HOUSTON – Sixteen-year-old Kinkaid High School sophomore golfer Jaivir Pande spends three or four hours a day practicing, and that’s just weekdays. On a “good weekend,” that number climbs to seven or eight.
Climbing is something Jaivir Pande’s family and their home country are familiar with. Born in the United States to Nepali parents, Pande spent every summer traveling back to Nepal to spend time with his family. In Nepal, Pande picked up golf by playing with his grandfather, Gaurav Rana. Rana is an influential military officer in the small country, once acting as Nepal’s Army Chief of Staff.
Rana took his grandson out to the golf course when Jaivir turned 5. By the time Pande was 9, he was already besting his grandfather.
“I watch videos of his swing when I’m struggling on the course,” says Rana.
Golf in Nepal is relatively new.

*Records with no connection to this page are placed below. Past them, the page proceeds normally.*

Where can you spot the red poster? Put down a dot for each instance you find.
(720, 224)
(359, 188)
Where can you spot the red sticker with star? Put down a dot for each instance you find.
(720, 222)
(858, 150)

The country discovered the sport in 1917, on a diplomatic expedition by a delegation from the Prime Minister at the time. Part of the delegation included Gaurav Rana’s grand uncle, who is credited with bringing the sport to Nepal. Golf is literally in Jaivir’s blood.
“It’s a lot of pressure, but my family, they’ve really made me realize what this opportunity is,” said Pande. “It would mean a lot to me to go on to play professionally.”
Nepal has no touring professional golfers. Not on the PGA Tour, European Tour, or even smaller world tours like the Asian Tour and Sunshine Tour (South Africa), although some golfers are trying to qualify in Asia.
A week before Hideki Matsuyama captured Japan’s first major, Pande won the Drive, Chip and Putt Tournament at Augusta. Though representing Houston, when Pande took his first swing at the vaunted golf course, he became the first person of Nepali descent to play Augusta National.
“It was everything and beyond I could have possibly ever imagined,” said his father Sabra Pande.
After scoring 9/10 on both the drive and chip disciplines, Jaivir Pande hit his first putt close enough to leave 4 feet, 8 inches to win.
Jaivier Pande holed the putt.
“It was so gratifying because I worked very hard preparing for that tournament,” said Jaivier Pande.
Now, at his home course the Westwood Country Club, other members ask him for selfies. The 16-year-old is not only a celebrity at home. His home country follows his every move.
“All of the golfers in Nepal watch his progress,” says his grandfather.
Next, Jaivir Pande has an important summer of junior tournaments. He hopes to make an impression on top golf schools with strong academics.
For Jaivir Pande, his summit is not at the top of any mountain. It’s at the bottom of the cup.